Entre 2012 y 2015, el 90% de las contrataciones usó otros procedimientos competitivos
La licitación pública no es el procedimiento o regla de contratación que en la práctica sigue más hoy el Estado para efectuar sus compras, sino que recurre al uso de otros procedimientos competitivos previstos.

Esa es una las conclusiones que plantea el libro Procedimientos de Contratación Administrativa Tocaf 2012 escrito por la asociada sénior de Ferrere, Cristina Vignone, y la directora de Servicios Jurídicos de la Intendencia de Canelones, Natalia Carbajal.

El trabajo presentado ayer analiza los cambios introducidos en 2012 en el artículo 33 del Texto Ordenado de Contabilidad y Administración Financiera (Tocaf), cuya nueva redacción establece que las compras que realice el Estado podrán efectuarse por licitación pública, pero también mediante otros procedimientos competitivos, salvo excepciones.

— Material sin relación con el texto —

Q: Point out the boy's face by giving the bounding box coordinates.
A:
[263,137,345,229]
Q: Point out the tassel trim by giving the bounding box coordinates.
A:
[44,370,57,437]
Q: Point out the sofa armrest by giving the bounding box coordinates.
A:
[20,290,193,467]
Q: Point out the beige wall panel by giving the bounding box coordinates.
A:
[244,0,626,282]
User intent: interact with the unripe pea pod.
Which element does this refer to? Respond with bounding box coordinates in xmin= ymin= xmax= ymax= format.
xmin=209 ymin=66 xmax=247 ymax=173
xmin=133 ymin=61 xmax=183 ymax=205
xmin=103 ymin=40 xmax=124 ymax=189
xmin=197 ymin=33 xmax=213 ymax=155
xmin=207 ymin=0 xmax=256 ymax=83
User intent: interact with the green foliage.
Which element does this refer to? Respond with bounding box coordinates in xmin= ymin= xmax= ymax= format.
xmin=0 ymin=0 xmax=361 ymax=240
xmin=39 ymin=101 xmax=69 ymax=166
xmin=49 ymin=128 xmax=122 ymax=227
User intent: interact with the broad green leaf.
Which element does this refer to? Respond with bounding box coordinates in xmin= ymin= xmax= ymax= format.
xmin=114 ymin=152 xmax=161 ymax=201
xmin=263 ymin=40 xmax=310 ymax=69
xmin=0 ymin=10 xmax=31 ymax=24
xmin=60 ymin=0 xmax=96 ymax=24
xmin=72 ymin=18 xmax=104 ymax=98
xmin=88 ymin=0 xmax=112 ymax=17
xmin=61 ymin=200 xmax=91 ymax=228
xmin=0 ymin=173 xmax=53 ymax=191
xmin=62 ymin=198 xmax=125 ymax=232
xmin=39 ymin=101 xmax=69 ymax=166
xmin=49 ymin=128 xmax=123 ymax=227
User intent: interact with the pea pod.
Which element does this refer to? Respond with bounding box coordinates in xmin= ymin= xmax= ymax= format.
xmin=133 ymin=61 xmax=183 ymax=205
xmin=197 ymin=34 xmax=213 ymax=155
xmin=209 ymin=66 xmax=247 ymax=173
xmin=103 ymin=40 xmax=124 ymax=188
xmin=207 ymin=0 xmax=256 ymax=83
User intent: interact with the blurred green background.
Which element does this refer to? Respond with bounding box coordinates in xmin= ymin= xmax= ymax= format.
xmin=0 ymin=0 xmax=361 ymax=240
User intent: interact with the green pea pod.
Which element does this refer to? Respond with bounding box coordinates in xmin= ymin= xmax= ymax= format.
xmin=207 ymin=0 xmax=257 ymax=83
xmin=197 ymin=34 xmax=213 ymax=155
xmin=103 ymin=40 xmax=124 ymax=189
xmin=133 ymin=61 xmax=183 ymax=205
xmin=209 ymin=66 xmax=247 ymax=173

En este sentido, se entiende que la modificación implica "un sinceramiento" del artículo a la legislación. "¿No era también antes el procedimiento competitivo expresamente previsto el mecanismo regla al que podía recurrir el Estado?, se preguntó Vignone.

La realidad marca que entre 2012 y 2015 el porcentaje de contrataciones directas y contrataciones por excepción representaron 90% de las contrataciones realizadas por el Estado, mientras que las licitaciones públicas y abreviadas fueron solo 10%. En el año 2014 se compraron por licitación pública alrededor de US$ 300 millones y unos US$ 800 millones por excepción o contratación directa.
El artículo 33 del Tocaf establece el tipo de procedimiento que debe seguirse según el monto de la contratación a realizar. Para la compra directa el tope a valores actuales es de $ 379 mil, para la licitación abreviada $ 7,6 millones y para la licitación pública por encima de ese monto.

No obstante, el artículo 44 del Tocaf establece la posibilidad de ampliar los montos de las adquisiciones según el tipo de procedimiento. Para la compra directa ampliada hasta $ 1,4 millones y para la licitación abreviada ampliada hasta $ 45,5 millones. La presentación contó con la participación del ministro del Tribunal de Cuentas de la República (TCR), León Lev, y el director de la Agencia de Compras y Contrataciones del Estado, Pedro Apezteguía.

Apezteguía definió como uno de los grandes avances de la nueva versión del Tocaf, la existencia de un sitio web donde todos los proveedores pueden consultar sobre los procedimientos de compras públicas que realiza la administración.

Además, resaltó el papel de la Agencia de Compras y Contrataciones del Estado, como organismo de contralor que, según dijo, el Poder Ejecutivo "se da a sí mismo" para trabajar.
"Creo que la única manera de avanzar en el mejoramiento de la aplicación de la transparencia es que haya alguien que se encargue de identificar y promover las buenas prácticas, de dar soporte administrativos a los procedimientos", apuntó. Por otro lado, sostuvo que la eliminación de algunas licitaciones públicas como consecuencia de un aumento en los montos límites de las licitaciones abreviadas ha logrado disminuir de forma sustancial los plazos de compra del Estado.

A su turno, Lev destacó la importancia del TCR que, según dijo, debe tener un control "disuasivo".
"Cuando uno siente que no es controlado hay tentaciones que hay que eliminar", apuntó. Según explicó, más del 90% de las observaciones que realiza el TCR son de procedimiento.

En ese sentido, añadió que el tribunal "no es un organismo ignorado porque a ningún administrador le gusta una observación. Si luego tiene que ir a la Justicia, el juez lo primero que le va a preguntar es qué hizo frente a la observación", afirmó. Además, consideró que todos los administradores cuando entran a un ente o dependencia del Estado deberían hacer un curso sobre cómo se tienen que hacer las compras.